2015-03-31

We finished the morning demo sessions with two on the theme of decision modeling and management.

Sapiens: How to Manage Business Logic

Michael Grohs highlighted the OMG release of the Decision Model and Notation (DMN) standard, and how the decision model is really a business logic model. However, business rule management systems are typically technical solutions, and don’t do much for business users and analysts trying to model their decision logic and rules based on their policies and procedures. Decision-aware processes extract declarative knowledge from process models, greatly simplifying the process models and moving the declarative information to a model format more suitable to business logic, such as a decision table. BPMS and DMS are complementary, and can be combined to create a complete model of the business process. He provided a demo of their decision modeling and repository tooling, which starts with the definition of a community space that shares a glossary, attributes and models, and has governance workflows for decision model approval and deployment. The glossary allows for the definition of fact types, including multiple synonyms to allow different stakeholders to use their own terminology. The decision models are made up of rule families that capture the business logic, with a visual syntax that indicates the rules and conditions that make up a particular decision. This can be expanded into a full decision table style that shows the if-then-else logic using the business terms. Different instances of decisions and rules sets can be created — in his demo example, the insurance policy renewals base logic versus that for a hurricane-prone state such as Florida — and visually compared in the graphical or tabular view, with changes highlighted or listed in detail in a report. Rule sets can be validated to highlight conflicts and missing information, then exported in a variety of formats for importing into a DMS for execution.

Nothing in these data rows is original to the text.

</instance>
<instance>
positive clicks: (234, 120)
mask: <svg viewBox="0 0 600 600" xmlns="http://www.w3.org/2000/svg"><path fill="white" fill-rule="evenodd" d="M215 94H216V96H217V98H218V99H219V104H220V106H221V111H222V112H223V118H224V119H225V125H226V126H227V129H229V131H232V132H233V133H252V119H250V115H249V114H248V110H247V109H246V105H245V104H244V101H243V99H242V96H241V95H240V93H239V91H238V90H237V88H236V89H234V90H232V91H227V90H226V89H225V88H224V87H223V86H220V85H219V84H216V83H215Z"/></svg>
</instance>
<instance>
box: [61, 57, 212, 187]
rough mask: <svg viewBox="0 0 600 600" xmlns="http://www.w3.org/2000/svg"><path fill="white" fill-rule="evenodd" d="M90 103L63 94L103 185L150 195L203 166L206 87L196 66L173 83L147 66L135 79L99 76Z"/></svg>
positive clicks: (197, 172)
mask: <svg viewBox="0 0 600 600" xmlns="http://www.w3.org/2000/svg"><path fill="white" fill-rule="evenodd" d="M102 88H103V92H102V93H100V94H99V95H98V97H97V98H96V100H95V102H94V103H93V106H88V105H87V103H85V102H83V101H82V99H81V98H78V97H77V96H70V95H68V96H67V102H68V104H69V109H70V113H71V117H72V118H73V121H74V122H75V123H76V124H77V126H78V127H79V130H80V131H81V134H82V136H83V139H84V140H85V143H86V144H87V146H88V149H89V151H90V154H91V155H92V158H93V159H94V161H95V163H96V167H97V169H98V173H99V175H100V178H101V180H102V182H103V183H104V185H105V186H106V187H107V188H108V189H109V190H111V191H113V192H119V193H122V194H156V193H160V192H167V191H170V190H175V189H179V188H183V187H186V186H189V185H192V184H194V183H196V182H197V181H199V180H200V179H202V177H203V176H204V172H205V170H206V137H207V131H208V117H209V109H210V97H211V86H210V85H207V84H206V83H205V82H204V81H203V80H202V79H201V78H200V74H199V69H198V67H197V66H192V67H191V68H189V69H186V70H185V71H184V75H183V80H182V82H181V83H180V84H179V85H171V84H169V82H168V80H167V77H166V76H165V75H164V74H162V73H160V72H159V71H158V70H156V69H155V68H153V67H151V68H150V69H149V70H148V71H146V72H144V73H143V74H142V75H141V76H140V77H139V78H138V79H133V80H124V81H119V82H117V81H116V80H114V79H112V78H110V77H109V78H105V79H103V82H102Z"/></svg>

Signavio: Business Decision Management

Gero Decker talked about their collaborative process design and SAP upgrade tools as an introduction, but mainly addressed decision modeling and how they are embracing the DMN standard: modeling decisions, inputs and knowledge sources, then linking that to a decision activity in a BPMN model. DMN provides a graphical model form, and also allows for decision tables for detailed steps. Like Sapiens, Signavio does only decision modeling, not execution, and exports in standard formats for importing to a DMN such as Drools for execution. They are releasing the Signavio Decision Manager in a few weeks, and he gave us a preview demo of modeling and testing rules integrated with their process modeling environment. Similar to the modeling that we saw from Comindware earlier this morning, Signavio can be used to model higher-level enterprise architecture constructs such as value chains plus full BPMN models for specific capabilities within those models; he used a BPMN model as a jumping-off point for demonstrating decision modeling by creating a business rule task. From that point, you can specify a decision table directly in situ, or choose to create a DMN model at that point, which launches the DMN modeler with the top-level question/answer in the DMN model linked to the business rule activity from the BPMN model. The DMN model can be built out graphically, data objects defined and rules added with decision tables, and sub-decisions added as required. The DMN modeler can make use of the existing glossary in the Signavio environment for data objects and attributes. The decision tables can be validated to detect conflicts, and can export test cases in a spreadsheet format to drive manual or automated testing. They are also doing some work on detecting complex decision logic within BPMN models, with the goal to refactor the models to externalize the decision logic into DMN models where it makes the BPMN model unnecessarily complex.